Weekend Notebook #49 – When Media Learns to Live with AI

Published on LinkedIn and amitabhapte.com on7thDec 2025


This week in AI – Deals, lawsuits, and the new media survival playbook

This week, traditional media finally showed its hand in the AI era.

Some chose partnership. Others chose confrontation. And together they revealed a simple truth.

Media is no longer negotiating with platforms. It’s negotiating with algorithms.

Meta struck multiple AI licensing deals with publishers, a pragmatic shift from conflict to compensation. Better to pay for data than fight over it.

Meanwhile, The New York Times went the other way, suing Perplexity for allegedly copying millions of articles. This isn’t just a copyright case. It’s a line in the sand.

“If AI becomes the new front page, who gets compensated for the journalism that trains it?”

Hollywood signalled its own adaptation curve. The $72B Warner Bros–Netflix pact is less about creative ambition and more about survival in an AI-enhanced production economy, where scale, tooling, and efficiency win.

Regulators made their presence felt too. Elon Musk’s X was fined €140M by the EU.

Australia signalled tougher accountability measures as social platforms edge closer to bans.

And then came a preview of the next frontier, Tilly Norwood, a fully AI-generated actress, no agent, no schedule, no limitations.

Cinema isn’t just being disrupted. Its economics are.


My takeaway this weekend

This was the week media stopped asking “What is AI doing to us?”
And started showing “How we plan to survive it.”

Some will partner.
Some will litigate.
Some will scale.
Some will reinvent.

But the pattern is unmistakable.

AI is now the terrain media must learn to operate on. The winners will defend their value, license smartly, and adapt faster than algorithms evolve.


Beyond AI: my mindshare – the FIFA Football World Cup Draw

Football’s biggest stage returns in 2026, stretching across the USA, Canada, and Mexico.

The World Cup isn’t just a tournament. It’s a global mood shift.

From Boston to Miami, Dallas to New York, iconic cities will host matches that celebrate talent, teamwork, and the world’s most universal language. England and Scotland will add their own chapters to the story, with fixtures that promise drama and emotion.

June to July will bring shared living rooms, late-night broadcasts, unforgettable goals, and a month-long reminder of why sport binds us.

The final at MetLife Stadium won’t just close a tournament. It will close a collective experience.

Weekend Notebook #41 – From Chat to Commerce: AI’s Next Platform Shift

Published on LinkedIn, Substack and AmitabhApte.com on 12th Oct, 2025


This week in AI – OpenAI DevDay & Market Slide

The past week offered a glimpse into what the next phase of AI-driven commerce might look like.

At the centre was OpenAI’s 2025 Dev Day, where the company introduced the Apps SDK and AgentKit, enabling developers to build apps and autonomous agents directly inside ChatGPT.

Early partners, Spotify, Canva, Zillow, and Mattel, showcased how everyday workflows, from designing visuals to booking homes or creating content, can now happen seamlessly within the chat experience.

This marks a shift from “AI that answers” to “AI that acts,” embedding intelligence across workflows, transactions, and creative ecosystems.

Elsewhere, Meta continued its hiring surge, adding over 50 researchers, including Andrew Tulloch, co-founder of Mira Murati’s Thinking Machines Lab, another reminder that the race for AI talent is intensifying even as markets cool.

And markets did cool.

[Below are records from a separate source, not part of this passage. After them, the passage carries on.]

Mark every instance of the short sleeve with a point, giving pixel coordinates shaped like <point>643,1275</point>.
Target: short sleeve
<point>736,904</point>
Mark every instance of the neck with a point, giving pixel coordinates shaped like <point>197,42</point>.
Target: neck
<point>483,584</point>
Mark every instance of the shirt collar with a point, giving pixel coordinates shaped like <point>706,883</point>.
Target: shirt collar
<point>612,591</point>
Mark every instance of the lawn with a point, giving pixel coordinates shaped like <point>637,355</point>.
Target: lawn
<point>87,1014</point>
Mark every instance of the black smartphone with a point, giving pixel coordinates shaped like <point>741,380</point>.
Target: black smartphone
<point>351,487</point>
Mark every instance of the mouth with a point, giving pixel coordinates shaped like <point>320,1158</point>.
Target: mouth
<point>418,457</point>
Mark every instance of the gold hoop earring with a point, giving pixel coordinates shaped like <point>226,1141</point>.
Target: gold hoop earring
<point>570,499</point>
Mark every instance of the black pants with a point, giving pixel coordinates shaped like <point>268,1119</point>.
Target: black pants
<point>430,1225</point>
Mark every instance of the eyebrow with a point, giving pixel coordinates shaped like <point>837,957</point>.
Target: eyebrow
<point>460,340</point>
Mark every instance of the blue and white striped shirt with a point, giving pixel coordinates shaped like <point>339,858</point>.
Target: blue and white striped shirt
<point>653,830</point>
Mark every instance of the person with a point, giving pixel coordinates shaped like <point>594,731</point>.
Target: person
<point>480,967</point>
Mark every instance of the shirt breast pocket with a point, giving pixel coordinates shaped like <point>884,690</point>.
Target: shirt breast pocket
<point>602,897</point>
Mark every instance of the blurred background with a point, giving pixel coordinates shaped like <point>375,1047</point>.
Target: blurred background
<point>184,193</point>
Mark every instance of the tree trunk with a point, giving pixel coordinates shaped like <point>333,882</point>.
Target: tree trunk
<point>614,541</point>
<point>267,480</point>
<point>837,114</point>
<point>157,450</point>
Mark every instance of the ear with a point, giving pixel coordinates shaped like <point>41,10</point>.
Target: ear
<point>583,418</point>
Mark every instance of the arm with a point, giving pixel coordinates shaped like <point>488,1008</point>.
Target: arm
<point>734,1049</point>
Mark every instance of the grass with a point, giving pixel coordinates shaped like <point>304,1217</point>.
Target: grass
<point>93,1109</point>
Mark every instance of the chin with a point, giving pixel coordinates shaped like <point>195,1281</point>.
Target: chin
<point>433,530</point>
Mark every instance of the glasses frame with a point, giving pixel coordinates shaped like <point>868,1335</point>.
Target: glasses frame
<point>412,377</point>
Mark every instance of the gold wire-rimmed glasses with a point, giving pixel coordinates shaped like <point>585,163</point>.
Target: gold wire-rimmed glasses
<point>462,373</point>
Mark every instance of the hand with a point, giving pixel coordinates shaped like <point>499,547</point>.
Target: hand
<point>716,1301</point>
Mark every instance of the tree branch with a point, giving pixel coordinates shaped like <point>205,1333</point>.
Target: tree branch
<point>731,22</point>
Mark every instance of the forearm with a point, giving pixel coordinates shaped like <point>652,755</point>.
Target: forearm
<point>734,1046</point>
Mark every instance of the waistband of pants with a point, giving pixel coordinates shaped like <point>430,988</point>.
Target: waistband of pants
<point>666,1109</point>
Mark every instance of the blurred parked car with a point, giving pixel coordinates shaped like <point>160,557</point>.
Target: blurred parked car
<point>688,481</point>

A $770 billion slide across megacaps like Amazon, Nvidia, and others marked the Nasdaq’s worst week since April, triggered by new U.S. tariffs on China and tightening export control signals.

Cybersecurity also stayed in sharp focus, with Qantas confirming a breach impacting 5.7 million customers, a stark reminder that as intelligence scales, so must resilience.


My Takeaway This Weekend

We got a glimpse of where AI is heading next, from chat to commerce, from tools to platforms, from answering to acting. But as innovation accelerates, markets cool and cyber risks rise, reminding us that the AI future must be built on stability, security, and societal balance, not speed alone.

The next phase of AI leadership isn’t about racing ahead; it’s about scaling responsibly.


Beyond AI: My mindshare – Jane Goodall

Jane Goodall who revolutionized primatology sadly passed away this week. Her outstanding work revealing chimpanzees’ use of tools, complex emotions, and social intelligence, reshaped our understanding of human evolution.

Through the Jane Goodall Institute and Roots & Shoots, she turned empathy into action, inspiring generations to protect what they understand.

Jane Goodall didn’t just study chimpanzees, she redefined what it means to be human.

If you haven’t yet, listen to her BBC Desert Island Disc from 2000, a timeless lesson in grace, conviction, and quiet strength.